After Ordinary People, Moore both performed and produced on Broadway (winning two Tonys); appeared in movies; had major roles in TV specials (she earned her 7th Emmy in 1993 for Stolen Babies); and made guest appearances on TV series. Her final television appearance was in 2013 on the show Hot in Cleveland, where she was reunited with Mary Tyler Moore Show co-stars Betty White, Valerie Harper, Cloris Leachman, and Georgia Engel.
Betty White, who turned 95 last week, played the sexpot television personality Sue Ann Nivens on The Mary Tyler Moore Show — a Blanche type of character for you Golden Girls fans. In 2008, the two longtime friends presented the Emmy for Outstanding Comedy Series together. I remember watching that Emmys broadcast and thinking that Moore seemed much more fragile than White, even though she was 15 years younger. That said, I loved that she was in her 70s, flaunting her bare arms in her black gown …
… and I always appreciate safety pin earrings.
Three years after that Emmy ceremony, Moore underwent surgery for a benign brain tumor, and in 2012, before she received her own Screen Actors Guild’s lifetime achievement award, she told the New York Times that diabetes had affected her vision and “if I fall, I generally break a bone.” She’s survived by her third husband, Dr. Robert Levine, whom she married in 1984. According to reports, he was by her side when she died.
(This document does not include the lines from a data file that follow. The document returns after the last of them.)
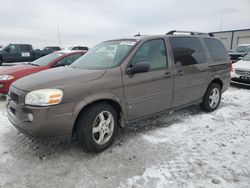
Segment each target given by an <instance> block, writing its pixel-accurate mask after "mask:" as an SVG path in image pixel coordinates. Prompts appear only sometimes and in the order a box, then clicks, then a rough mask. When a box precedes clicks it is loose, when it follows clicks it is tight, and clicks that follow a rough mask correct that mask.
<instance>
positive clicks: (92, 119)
mask: <svg viewBox="0 0 250 188" xmlns="http://www.w3.org/2000/svg"><path fill="white" fill-rule="evenodd" d="M76 126H77V127H76V131H77V141H78V142H79V143H80V144H81V145H82V146H83V147H84V148H85V149H86V150H88V151H93V152H101V151H103V150H105V149H107V148H108V147H109V146H110V145H111V144H112V142H113V140H114V138H115V136H116V134H117V128H118V117H117V112H116V110H115V109H114V108H113V107H112V106H111V105H109V104H106V103H97V104H93V105H91V106H89V107H87V109H85V110H84V111H83V112H82V113H81V114H80V117H79V118H78V120H77V124H76Z"/></svg>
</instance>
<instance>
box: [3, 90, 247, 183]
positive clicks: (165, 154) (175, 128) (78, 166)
mask: <svg viewBox="0 0 250 188" xmlns="http://www.w3.org/2000/svg"><path fill="white" fill-rule="evenodd" d="M4 103H5V102H4V100H3V99H2V101H0V187H88V188H91V187H108V188H109V187H111V188H112V187H120V188H151V187H156V188H166V187H170V188H174V187H215V188H217V187H218V188H219V187H225V188H230V187H240V188H248V187H250V161H249V159H250V90H249V89H240V88H233V87H231V88H230V89H229V90H228V91H227V92H226V93H224V94H223V99H222V103H221V106H220V108H219V109H218V110H217V111H215V112H212V113H204V112H202V111H200V109H199V108H198V107H189V108H186V109H182V110H178V111H176V112H173V113H166V114H162V115H158V116H156V117H153V118H149V119H146V120H143V121H140V122H136V123H133V124H130V125H128V126H127V128H125V129H123V130H121V132H120V134H119V135H118V138H117V139H116V141H115V143H114V144H113V145H112V147H111V148H110V149H108V150H106V151H104V152H102V153H100V154H91V153H86V152H84V151H83V150H82V149H81V147H79V146H78V145H77V143H71V144H63V143H59V144H58V143H41V142H38V141H32V140H30V139H28V138H26V136H24V135H22V134H20V133H18V131H17V130H16V129H15V128H14V127H13V126H12V125H11V124H10V123H9V122H8V120H7V117H6V111H5V108H4V105H5V104H4Z"/></svg>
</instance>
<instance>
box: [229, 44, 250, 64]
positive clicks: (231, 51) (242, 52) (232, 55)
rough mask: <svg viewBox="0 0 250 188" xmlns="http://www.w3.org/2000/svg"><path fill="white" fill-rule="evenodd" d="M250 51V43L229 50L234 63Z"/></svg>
mask: <svg viewBox="0 0 250 188" xmlns="http://www.w3.org/2000/svg"><path fill="white" fill-rule="evenodd" d="M249 52H250V44H241V45H238V46H237V47H236V48H235V49H233V50H230V51H229V55H230V59H231V60H232V62H233V63H235V62H237V61H239V60H240V59H241V58H242V57H244V56H245V55H246V54H247V53H249Z"/></svg>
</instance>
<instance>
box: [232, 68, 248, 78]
mask: <svg viewBox="0 0 250 188" xmlns="http://www.w3.org/2000/svg"><path fill="white" fill-rule="evenodd" d="M235 72H236V74H239V75H243V76H249V77H250V71H244V70H239V69H236V70H235Z"/></svg>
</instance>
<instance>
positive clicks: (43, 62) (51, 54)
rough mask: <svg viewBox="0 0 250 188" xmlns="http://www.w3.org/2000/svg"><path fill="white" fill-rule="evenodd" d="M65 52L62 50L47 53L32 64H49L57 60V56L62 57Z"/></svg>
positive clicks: (41, 64)
mask: <svg viewBox="0 0 250 188" xmlns="http://www.w3.org/2000/svg"><path fill="white" fill-rule="evenodd" d="M62 55H63V53H60V52H54V53H52V54H49V55H46V56H44V57H41V58H39V59H37V60H35V61H33V62H31V63H30V64H32V65H36V66H47V65H48V64H50V63H51V62H52V61H54V60H56V59H57V58H59V57H61V56H62Z"/></svg>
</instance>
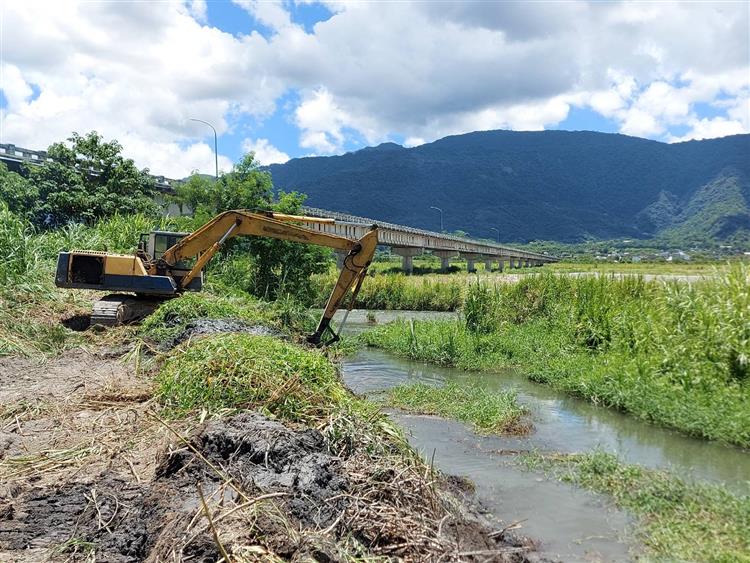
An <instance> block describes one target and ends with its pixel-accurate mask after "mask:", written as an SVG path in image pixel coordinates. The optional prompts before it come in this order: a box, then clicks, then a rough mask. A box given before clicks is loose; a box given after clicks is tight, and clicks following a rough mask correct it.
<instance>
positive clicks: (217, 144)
mask: <svg viewBox="0 0 750 563" xmlns="http://www.w3.org/2000/svg"><path fill="white" fill-rule="evenodd" d="M188 119H190V121H198V122H199V123H205V124H206V125H208V126H209V127H210V128H211V129H213V130H214V164H215V165H216V179H217V180H218V179H219V138H218V137H217V135H216V127H214V126H213V125H211V124H210V123H209V122H208V121H203V120H202V119H195V118H194V117H190V118H188Z"/></svg>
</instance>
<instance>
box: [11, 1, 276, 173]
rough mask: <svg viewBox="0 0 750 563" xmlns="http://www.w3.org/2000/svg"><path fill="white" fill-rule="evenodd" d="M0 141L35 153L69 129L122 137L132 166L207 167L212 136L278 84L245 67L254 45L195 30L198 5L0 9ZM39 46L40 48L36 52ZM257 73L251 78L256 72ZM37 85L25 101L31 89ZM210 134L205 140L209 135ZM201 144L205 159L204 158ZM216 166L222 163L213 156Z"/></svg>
mask: <svg viewBox="0 0 750 563" xmlns="http://www.w3.org/2000/svg"><path fill="white" fill-rule="evenodd" d="M3 9H4V18H3V30H2V31H3V33H4V36H5V37H4V46H5V49H4V51H3V54H2V55H3V83H2V85H1V86H2V90H3V93H4V94H5V97H6V99H8V107H7V109H6V111H4V112H3V116H2V117H3V123H2V137H3V139H2V141H1V142H14V143H16V144H17V145H20V146H28V147H30V148H44V147H46V146H47V145H49V144H50V143H52V142H55V141H59V140H62V139H65V138H67V137H68V136H69V135H70V133H71V132H73V131H78V132H80V133H84V132H87V131H90V130H96V131H98V132H99V133H101V134H102V135H103V136H104V137H105V138H107V139H111V138H116V139H118V140H120V141H121V143H122V144H123V146H124V147H125V149H126V152H127V153H128V154H129V155H132V156H134V157H135V159H136V162H137V164H138V165H139V166H142V167H148V168H150V169H151V170H152V171H153V172H154V173H157V174H164V175H171V176H179V177H181V176H184V175H186V174H188V173H190V171H191V170H192V169H194V168H198V169H201V170H202V171H204V170H205V171H207V172H209V173H210V172H212V171H213V169H214V165H213V160H214V158H213V154H212V151H211V148H210V147H211V146H212V145H213V143H211V144H210V145H206V144H205V143H201V142H199V141H200V140H202V139H207V138H210V137H212V133H211V131H210V130H209V129H208V128H207V127H206V126H205V125H202V124H200V123H194V122H191V121H189V120H188V118H189V117H197V118H200V119H204V120H206V121H209V122H211V123H213V124H214V125H215V126H216V128H217V130H218V132H219V134H222V133H224V132H227V131H228V130H229V129H230V123H229V120H230V119H231V118H232V116H233V114H236V113H237V112H249V113H253V114H256V115H259V116H262V115H266V114H268V113H269V112H272V111H273V110H274V108H275V99H276V97H277V96H278V95H279V94H280V92H282V91H283V85H282V84H281V83H280V82H279V81H278V80H277V81H274V80H270V79H264V78H263V77H262V76H257V73H254V72H251V71H250V70H249V69H251V68H252V67H253V65H254V64H255V63H254V61H252V60H250V59H248V58H247V57H245V56H243V53H245V52H247V51H248V50H250V49H251V45H252V44H253V42H254V41H255V39H253V38H252V37H247V38H240V39H238V38H234V37H232V36H231V35H230V34H227V33H223V32H221V31H219V30H216V29H213V28H210V27H208V26H205V25H200V24H199V23H198V22H197V21H196V19H195V18H194V13H195V11H196V10H198V13H200V10H201V3H200V2H197V3H196V2H193V3H192V4H191V5H190V6H186V5H183V4H175V3H155V4H144V3H101V4H99V3H86V4H83V5H76V4H72V3H67V2H66V3H60V2H49V3H45V2H30V3H10V4H4V6H3ZM40 45H44V46H45V48H44V49H39V46H40ZM256 76H257V78H255V77H256ZM32 84H33V85H35V86H37V87H38V88H39V95H38V97H36V98H35V99H33V100H32V99H31V92H30V85H32ZM212 140H213V139H211V141H212ZM206 150H208V151H209V154H205V151H206ZM219 160H220V163H222V167H223V168H225V169H229V168H230V167H231V163H230V162H229V159H227V158H226V157H224V156H220V159H219Z"/></svg>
Recommended reading and watching:
- Variety’s obituary.
- Ed Asner, who played the boss, Lou Grant, on The Mary Tyler Moore Show remembers Moore for the Hollywood Reporter. (Betty White’s representative told the Hollywood Reporter that she was too upset to make a statement about Moore’s death at this time.)
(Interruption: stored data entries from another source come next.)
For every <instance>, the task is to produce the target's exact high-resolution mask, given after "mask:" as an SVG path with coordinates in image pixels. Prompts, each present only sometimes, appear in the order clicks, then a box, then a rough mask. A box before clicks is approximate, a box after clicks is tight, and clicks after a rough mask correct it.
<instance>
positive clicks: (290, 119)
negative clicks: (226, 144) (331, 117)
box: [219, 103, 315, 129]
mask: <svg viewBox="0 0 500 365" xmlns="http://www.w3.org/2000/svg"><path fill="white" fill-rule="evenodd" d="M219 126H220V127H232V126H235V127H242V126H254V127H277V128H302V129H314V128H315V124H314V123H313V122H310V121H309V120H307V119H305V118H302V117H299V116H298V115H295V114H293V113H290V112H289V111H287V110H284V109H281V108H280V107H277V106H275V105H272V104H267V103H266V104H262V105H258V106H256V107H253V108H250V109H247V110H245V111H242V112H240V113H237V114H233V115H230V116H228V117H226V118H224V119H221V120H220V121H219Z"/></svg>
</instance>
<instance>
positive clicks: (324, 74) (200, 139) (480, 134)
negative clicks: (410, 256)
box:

- Variety picks seven best Mary Tyler Moore show episodes. The list includes the 1976 “Chuckles Bites the Dust” episode.
- In the Chuckles episode, Mary Richards scolds her newsroom colleagues for joking about the cause of the clown’s death (he was dressed as a peanut when he encountered an elephant and one thing led to another). However, it is Mary who has an inappropriate laugh attack at the funeral.
- The Wrap writes about Mary Tyler Moore and those famous capri pants.
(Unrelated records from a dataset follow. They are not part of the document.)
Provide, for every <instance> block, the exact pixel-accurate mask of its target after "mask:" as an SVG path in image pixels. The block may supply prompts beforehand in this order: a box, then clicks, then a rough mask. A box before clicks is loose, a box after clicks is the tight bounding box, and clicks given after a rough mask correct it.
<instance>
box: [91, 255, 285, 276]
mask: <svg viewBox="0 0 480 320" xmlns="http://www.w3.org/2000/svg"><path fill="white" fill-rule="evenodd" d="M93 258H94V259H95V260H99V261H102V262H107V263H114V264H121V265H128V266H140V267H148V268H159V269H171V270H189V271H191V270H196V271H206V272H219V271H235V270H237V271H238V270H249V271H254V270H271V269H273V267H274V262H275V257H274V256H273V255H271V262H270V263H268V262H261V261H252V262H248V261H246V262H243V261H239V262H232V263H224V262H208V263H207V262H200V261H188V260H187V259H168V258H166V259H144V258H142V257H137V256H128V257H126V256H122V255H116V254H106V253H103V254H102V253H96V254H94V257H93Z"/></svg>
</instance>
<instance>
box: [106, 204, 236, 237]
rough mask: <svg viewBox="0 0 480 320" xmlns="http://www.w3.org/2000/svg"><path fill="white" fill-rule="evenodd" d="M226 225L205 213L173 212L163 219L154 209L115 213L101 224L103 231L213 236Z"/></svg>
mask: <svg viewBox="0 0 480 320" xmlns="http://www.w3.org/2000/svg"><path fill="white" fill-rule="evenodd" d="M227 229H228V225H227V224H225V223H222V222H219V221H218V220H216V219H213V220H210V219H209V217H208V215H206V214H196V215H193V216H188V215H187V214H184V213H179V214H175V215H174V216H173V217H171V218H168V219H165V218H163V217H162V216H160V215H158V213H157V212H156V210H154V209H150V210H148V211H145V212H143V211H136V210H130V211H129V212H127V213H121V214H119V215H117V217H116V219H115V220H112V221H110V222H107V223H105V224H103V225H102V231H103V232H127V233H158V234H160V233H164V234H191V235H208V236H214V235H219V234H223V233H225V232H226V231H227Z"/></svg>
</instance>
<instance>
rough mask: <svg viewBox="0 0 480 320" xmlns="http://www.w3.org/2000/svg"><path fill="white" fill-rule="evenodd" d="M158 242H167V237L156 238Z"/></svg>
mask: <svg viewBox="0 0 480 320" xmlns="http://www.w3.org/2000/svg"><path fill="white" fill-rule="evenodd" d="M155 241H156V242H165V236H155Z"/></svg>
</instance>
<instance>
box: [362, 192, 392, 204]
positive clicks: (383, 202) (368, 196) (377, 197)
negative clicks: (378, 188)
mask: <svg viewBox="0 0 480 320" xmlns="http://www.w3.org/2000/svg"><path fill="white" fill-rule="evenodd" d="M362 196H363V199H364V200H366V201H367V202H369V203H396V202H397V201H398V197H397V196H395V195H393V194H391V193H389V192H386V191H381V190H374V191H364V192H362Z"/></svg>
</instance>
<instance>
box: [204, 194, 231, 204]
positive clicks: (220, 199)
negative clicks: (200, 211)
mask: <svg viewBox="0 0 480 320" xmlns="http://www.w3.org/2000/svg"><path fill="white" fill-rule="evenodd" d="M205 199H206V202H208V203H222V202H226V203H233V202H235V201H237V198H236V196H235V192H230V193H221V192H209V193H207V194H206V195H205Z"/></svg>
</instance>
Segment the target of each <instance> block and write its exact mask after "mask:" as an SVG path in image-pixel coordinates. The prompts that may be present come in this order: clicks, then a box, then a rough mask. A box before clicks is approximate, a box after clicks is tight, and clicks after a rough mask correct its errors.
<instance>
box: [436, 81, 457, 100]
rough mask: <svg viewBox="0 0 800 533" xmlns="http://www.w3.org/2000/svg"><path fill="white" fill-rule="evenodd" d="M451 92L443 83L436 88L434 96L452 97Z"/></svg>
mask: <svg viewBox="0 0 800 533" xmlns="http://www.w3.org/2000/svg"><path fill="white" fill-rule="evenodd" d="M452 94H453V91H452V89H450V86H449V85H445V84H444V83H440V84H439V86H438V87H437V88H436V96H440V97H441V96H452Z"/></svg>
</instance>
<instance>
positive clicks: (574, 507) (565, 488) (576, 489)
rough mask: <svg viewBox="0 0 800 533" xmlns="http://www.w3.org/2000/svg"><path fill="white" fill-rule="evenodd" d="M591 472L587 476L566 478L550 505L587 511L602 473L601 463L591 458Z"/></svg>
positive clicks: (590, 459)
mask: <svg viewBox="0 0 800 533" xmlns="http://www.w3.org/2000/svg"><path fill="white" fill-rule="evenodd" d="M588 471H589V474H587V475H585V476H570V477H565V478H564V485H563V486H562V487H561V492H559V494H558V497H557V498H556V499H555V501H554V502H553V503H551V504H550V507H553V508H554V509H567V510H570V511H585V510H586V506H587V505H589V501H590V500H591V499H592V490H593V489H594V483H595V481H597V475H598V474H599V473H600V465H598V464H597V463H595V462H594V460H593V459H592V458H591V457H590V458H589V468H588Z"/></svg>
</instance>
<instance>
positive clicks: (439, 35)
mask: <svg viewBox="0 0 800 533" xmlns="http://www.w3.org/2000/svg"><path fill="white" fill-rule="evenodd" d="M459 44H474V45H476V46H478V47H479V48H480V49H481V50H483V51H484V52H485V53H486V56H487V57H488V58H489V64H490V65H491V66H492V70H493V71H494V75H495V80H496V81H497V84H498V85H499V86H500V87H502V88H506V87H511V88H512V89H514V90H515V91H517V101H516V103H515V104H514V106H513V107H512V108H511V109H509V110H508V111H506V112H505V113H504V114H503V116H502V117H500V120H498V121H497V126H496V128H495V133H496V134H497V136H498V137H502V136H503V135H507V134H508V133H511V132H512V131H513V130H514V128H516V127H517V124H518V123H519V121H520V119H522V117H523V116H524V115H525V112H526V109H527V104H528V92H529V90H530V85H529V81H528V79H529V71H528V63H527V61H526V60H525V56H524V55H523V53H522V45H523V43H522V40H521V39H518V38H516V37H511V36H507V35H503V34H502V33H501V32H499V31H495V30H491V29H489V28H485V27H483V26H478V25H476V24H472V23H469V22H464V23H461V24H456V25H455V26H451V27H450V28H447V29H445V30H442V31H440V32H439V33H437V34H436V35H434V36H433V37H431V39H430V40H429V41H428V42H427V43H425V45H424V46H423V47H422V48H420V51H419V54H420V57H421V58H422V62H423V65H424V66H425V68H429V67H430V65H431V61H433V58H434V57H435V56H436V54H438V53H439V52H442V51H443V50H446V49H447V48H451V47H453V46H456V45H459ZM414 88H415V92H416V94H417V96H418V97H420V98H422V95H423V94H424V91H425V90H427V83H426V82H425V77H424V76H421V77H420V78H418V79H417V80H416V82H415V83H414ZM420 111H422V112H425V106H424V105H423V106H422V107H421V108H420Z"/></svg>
- EW’s oral history of Ordinary People.
- A clip from The Mary Tyler Moore Show, with Mary Richards declining to make a toast to ‘men’s lib.'”
- Moore was name-checked in a song called “Fuck You,” by Dean and the Weenies. Her name goes so well with “thermonuclear war.”
- Joan Jett played a rock ‘n roll version of the Mary Tyler Moore Show theme song for David Letterman.
Finally, if you’re the person who once told me a story about getting stuck in a revolving door with Mary Tyler Moore — please identify yourself! I was literally talking about that three days ago after confronting a heavy revolving door.
Louise Hornor says
Thank you for linking the Joan Jett performance. I had forgotten how great it was to hear that song as a celebration of being kick-ass, and MTM was that, indeed.
WendyB says
Joan Jett and Mary Tyler Moore — who would have thought!
K-Line says
As always, Wendy – you do a great obit. Thanks for this.
WendyB says
We must protect Betty White at all costs!
Claire Dalton Pak says
As always, you’re my first stop for commentary on major pop culture events. This is only the second time I’ve ever cried real tears over a celebrity’s death (Karen Carpenter was the first.) As important as her groundbreaking portrayal of women in the workplace was, I’d hate for people to forget that the MTM show was REALLY funny. I looked at the 7 best episodes list, and it omitted my favorite: “Farmer Ted and the News,” one of the funniest 30-minute sitcoms ever. Watch it if you haven’t seen it; you won’t be sorry. Thanks for writing about one of my favorite-ever actresses.
WendyB says
When I read “Farmer Ted” I IMMEDIATELY knew what episode you were talking about. You’re right — how is that not on the list?!
Claire Dalton Pak says
“Then he did the commercial for that women’s product. I couldn’t tell what it was. I had to ask my wife what they use it for. She wasn’t sure.” Hilarious!